Xは、Y社に正社員として入社し、平成19年4月から、IMS事業部国内販売部NDTシステムグループにおいて営業販売業務の統括責任者として業務に従事していたところ、取引先からY社関連会社に従業員が入社した。
これについては、Xは、取引先の取締役から、当該従業員と取引先の従業員と連絡を取らせないように言われるなどし、更に、2人目の転職者が予定されていることを知った。
Xは、上司に対し、2人目の転職希望者の件はとりやめるべきであるなどと言った。
これに対し、上司は、Xが上司に提言しに来たのは大間違いなどと電子メールで返信した。
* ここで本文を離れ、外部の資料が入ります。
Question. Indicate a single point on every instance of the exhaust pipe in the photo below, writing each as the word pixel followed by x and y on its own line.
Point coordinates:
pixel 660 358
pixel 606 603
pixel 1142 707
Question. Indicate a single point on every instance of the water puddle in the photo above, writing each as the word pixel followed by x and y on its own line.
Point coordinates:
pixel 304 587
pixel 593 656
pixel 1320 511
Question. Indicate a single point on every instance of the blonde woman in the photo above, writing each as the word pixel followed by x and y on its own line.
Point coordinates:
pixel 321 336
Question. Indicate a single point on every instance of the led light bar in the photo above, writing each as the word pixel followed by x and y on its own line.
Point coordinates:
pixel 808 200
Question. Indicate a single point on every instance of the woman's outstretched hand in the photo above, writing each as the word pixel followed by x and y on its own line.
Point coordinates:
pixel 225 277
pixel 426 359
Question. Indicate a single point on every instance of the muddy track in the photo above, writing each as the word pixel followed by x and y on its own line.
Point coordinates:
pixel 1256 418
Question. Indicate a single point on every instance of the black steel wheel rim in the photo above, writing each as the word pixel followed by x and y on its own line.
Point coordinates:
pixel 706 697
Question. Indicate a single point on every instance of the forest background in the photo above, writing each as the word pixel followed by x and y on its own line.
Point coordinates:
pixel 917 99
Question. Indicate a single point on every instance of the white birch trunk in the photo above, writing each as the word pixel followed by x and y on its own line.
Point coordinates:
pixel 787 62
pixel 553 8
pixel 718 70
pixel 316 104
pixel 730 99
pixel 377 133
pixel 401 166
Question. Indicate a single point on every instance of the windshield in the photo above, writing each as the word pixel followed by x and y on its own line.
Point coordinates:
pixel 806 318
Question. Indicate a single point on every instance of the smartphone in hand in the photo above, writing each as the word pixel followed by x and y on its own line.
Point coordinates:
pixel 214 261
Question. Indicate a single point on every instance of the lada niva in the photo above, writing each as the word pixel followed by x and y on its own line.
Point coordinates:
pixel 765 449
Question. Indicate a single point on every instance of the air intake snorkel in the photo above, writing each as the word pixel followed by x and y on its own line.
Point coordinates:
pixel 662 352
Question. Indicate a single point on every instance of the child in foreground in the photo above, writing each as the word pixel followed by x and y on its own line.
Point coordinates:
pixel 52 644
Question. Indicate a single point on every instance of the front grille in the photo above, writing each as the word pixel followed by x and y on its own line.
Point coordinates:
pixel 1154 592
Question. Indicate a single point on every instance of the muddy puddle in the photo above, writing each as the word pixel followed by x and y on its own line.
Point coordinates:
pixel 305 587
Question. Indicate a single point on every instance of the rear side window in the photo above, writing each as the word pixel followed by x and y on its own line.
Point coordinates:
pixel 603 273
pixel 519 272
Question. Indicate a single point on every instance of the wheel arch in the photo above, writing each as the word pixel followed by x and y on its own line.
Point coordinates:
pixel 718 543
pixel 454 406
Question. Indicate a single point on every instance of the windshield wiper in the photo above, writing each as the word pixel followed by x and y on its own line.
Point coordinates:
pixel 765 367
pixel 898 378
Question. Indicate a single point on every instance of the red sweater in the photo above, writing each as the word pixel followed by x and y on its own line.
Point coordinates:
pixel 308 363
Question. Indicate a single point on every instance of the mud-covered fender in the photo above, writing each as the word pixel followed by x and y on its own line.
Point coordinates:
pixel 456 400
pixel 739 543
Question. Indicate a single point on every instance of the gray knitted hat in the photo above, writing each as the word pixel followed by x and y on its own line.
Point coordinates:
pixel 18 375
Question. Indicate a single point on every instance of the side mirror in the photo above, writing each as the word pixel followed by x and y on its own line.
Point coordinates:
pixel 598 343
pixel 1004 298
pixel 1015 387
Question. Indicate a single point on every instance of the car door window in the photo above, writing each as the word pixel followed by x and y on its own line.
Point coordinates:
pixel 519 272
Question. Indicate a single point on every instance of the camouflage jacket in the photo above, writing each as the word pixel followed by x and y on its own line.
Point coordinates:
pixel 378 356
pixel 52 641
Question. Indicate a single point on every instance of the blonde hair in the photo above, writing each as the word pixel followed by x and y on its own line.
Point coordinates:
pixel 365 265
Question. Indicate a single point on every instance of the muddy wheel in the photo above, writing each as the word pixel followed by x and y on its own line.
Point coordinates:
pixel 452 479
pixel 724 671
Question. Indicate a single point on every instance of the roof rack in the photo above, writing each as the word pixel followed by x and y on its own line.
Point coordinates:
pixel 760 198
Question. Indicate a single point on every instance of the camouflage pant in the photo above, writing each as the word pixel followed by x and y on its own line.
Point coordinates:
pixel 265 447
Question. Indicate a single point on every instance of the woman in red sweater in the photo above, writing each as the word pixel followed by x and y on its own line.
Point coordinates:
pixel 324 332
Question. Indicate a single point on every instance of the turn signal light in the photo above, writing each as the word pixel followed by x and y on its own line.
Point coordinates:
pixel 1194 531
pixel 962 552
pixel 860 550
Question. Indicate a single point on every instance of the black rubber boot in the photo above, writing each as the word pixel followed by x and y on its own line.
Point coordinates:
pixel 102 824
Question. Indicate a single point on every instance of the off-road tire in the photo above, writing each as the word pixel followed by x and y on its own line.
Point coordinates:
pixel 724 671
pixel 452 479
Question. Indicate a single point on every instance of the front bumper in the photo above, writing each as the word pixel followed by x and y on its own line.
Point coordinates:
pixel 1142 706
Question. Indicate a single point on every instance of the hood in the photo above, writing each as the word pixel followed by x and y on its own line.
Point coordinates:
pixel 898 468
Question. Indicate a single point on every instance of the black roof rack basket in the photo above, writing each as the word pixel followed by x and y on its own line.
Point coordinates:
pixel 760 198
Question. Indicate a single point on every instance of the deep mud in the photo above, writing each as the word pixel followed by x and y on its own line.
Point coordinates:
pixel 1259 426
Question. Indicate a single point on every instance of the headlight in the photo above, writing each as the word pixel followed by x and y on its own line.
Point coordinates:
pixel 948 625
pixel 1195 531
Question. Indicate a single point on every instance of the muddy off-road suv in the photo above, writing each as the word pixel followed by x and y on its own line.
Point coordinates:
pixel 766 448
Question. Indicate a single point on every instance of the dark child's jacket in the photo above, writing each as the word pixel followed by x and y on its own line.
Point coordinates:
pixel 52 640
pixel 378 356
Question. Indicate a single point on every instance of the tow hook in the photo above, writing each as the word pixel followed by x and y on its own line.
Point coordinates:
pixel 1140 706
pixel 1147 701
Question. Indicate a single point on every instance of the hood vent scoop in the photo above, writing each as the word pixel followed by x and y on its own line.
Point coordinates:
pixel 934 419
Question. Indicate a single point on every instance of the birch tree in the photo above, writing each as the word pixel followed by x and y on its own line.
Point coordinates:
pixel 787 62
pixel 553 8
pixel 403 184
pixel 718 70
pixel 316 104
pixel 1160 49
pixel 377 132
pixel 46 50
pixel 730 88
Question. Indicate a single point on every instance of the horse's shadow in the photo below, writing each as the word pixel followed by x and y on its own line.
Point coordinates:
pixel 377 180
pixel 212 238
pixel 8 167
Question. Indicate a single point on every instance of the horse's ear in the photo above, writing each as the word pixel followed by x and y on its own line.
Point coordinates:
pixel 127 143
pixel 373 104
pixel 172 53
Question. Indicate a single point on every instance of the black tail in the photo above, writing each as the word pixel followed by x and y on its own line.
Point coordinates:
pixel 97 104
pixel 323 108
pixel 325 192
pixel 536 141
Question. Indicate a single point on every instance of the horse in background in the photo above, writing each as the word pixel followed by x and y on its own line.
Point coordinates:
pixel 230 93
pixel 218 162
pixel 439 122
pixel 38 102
そこで、Xは、Y社のコンプライアンス室長らに対し、取引先からの引き抜きの件を説明し、引き抜きがまだ実行されるかもしれない、顧客からの信頼失墜を招くことを防ぎたい等と相談した。
その後、Y社は、Xに対し、IMS企画営業部部長付きとして勤務する旨命ずる配転命令をした。
Xは、この配転命令の効力を争うとともに、この配転及び配転後にXを退職に追い込もうとしたことが不法行為を構成するとして慰謝料等を請求した。
【裁判所の判断】
配転命令は無効
【判例のポイント】
1 本件内部通報は、少なくとも運用規定第4条(1)の行動規範(第1章第2項「企業活動を展開する上で、企業活動を行なう国や地域の法令や文化、慣習を理解することに努めます。したがって、法令はもとより、倫理に反した活動や、これにより利益を得るような行為はしません。」との規定)に反する、または反する可能性があると感じる行為に該当するし、さらには運用規定第4条(2)の「業務において生じた法令違反等や企業倫理上の疑問や相談」にも該当する。したがって、コンプライアンス室のEらは、Xの秘密を守りつつ、本件内部通報を適正に処理しなければならなかったというべきである。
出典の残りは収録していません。